Fast five questions:
a) Favourite experience from your Kakadu trip? Cruising on yellow water watching the sunset
b) Greatest fear?Can you guess? Crocodiles!
c) Best food? Fresh barramundi.
d) Best campsite? Jabiru in the middle of Kakadu . . . it had a fabulous pool where we relaxed after our daily forays exploring the national park.
e) Further trips planned? North Queensland again and the Gulf of Carpentaria... that story is developing in my mind.
Kakadu Sunset is published by Macmillan Australia and is now available at all good bookstores and online.
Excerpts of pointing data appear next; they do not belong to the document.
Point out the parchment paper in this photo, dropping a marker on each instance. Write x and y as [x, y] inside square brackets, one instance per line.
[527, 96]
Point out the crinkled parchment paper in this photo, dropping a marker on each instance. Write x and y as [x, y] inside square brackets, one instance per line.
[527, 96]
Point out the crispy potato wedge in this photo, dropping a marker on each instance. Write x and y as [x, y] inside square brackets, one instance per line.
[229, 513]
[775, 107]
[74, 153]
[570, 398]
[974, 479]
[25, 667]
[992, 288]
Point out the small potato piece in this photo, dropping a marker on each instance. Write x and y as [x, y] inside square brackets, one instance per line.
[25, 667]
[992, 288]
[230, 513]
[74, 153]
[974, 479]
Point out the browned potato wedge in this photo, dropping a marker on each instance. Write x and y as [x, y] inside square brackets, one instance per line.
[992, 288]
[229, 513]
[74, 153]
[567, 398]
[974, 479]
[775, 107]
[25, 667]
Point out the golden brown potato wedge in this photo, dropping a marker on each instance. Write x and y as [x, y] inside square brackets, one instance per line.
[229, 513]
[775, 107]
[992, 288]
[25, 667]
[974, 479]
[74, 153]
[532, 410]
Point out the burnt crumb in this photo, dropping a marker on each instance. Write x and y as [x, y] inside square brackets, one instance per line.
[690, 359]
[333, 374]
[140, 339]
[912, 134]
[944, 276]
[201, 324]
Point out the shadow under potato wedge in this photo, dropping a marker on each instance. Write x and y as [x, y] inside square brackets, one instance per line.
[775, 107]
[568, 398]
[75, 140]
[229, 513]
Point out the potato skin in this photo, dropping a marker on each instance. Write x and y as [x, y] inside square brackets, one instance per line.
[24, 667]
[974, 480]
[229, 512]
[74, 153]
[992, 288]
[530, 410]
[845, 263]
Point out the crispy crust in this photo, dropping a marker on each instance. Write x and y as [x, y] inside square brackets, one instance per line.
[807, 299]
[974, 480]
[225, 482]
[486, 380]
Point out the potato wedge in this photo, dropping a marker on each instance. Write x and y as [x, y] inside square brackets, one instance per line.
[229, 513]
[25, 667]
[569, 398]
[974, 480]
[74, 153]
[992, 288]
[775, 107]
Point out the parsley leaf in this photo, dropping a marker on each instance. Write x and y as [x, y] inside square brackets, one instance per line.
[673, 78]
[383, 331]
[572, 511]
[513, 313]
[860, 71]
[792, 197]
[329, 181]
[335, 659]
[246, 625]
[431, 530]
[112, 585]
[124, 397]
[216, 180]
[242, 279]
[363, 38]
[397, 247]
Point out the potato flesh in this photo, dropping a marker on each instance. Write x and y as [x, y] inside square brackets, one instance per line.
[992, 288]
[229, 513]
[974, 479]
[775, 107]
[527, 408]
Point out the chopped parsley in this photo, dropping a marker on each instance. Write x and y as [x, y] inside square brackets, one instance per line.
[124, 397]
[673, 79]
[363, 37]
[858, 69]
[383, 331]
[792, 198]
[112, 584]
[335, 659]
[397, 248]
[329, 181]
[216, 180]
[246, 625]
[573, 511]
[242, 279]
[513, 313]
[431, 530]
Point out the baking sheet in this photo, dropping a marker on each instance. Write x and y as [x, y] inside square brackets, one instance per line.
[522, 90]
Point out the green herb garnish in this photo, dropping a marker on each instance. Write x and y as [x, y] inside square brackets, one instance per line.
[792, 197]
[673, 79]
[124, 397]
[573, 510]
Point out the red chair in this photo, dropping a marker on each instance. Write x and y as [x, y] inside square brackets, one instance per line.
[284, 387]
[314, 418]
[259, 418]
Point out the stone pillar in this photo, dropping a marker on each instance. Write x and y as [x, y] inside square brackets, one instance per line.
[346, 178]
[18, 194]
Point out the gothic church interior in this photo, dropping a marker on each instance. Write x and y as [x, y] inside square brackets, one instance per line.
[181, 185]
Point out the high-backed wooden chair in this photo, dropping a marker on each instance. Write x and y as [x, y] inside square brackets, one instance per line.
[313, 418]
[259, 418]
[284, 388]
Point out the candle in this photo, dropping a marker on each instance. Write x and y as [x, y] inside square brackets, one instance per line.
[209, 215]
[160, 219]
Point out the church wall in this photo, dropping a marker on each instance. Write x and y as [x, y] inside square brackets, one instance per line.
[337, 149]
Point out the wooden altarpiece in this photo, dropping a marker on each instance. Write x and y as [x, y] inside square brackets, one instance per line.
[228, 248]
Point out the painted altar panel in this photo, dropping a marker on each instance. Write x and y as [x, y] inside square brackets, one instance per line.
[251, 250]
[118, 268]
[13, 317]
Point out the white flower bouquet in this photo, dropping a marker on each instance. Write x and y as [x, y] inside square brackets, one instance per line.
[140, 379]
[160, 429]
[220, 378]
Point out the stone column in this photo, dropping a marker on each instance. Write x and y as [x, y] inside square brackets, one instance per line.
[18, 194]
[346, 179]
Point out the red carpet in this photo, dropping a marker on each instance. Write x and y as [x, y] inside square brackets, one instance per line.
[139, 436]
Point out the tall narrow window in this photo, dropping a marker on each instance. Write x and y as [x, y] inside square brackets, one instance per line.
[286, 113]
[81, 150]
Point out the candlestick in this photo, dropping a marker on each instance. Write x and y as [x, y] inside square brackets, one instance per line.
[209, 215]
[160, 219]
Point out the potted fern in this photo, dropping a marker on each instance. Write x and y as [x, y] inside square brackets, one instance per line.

Both romance and suspense are superbly interwoven in this new eco-adventure romantic suspense by Annie Seaton. Ellie and Kane, both helicopter pilots at an eco-resort in the Northern Territory, are brought together by a powerful attraction. When Ellie's life is threatened, can Kane overcome his personal tragedy and fear to save her?
The landscape of the NT is a star character in its own right, dramatic and beautiful, and deadly if not treated with respect. The depiction of Kakadu makes me more determined than ever to visit the area and fall under its spell.
This story develops unflinchingly, with wonderful pacing and relentless building up of tension until the climax. I couldn't put the book down until I finished in the wee hours of the morning. Characters are well rounded and interesting, and the themes realistically interweave indigenous land rights, big corporate business and political corruption. It's a great read and a wonderful first book in the Porter Sister series. I can't wait for Emma and Dru's stories.
*Advance copy provided by publisher.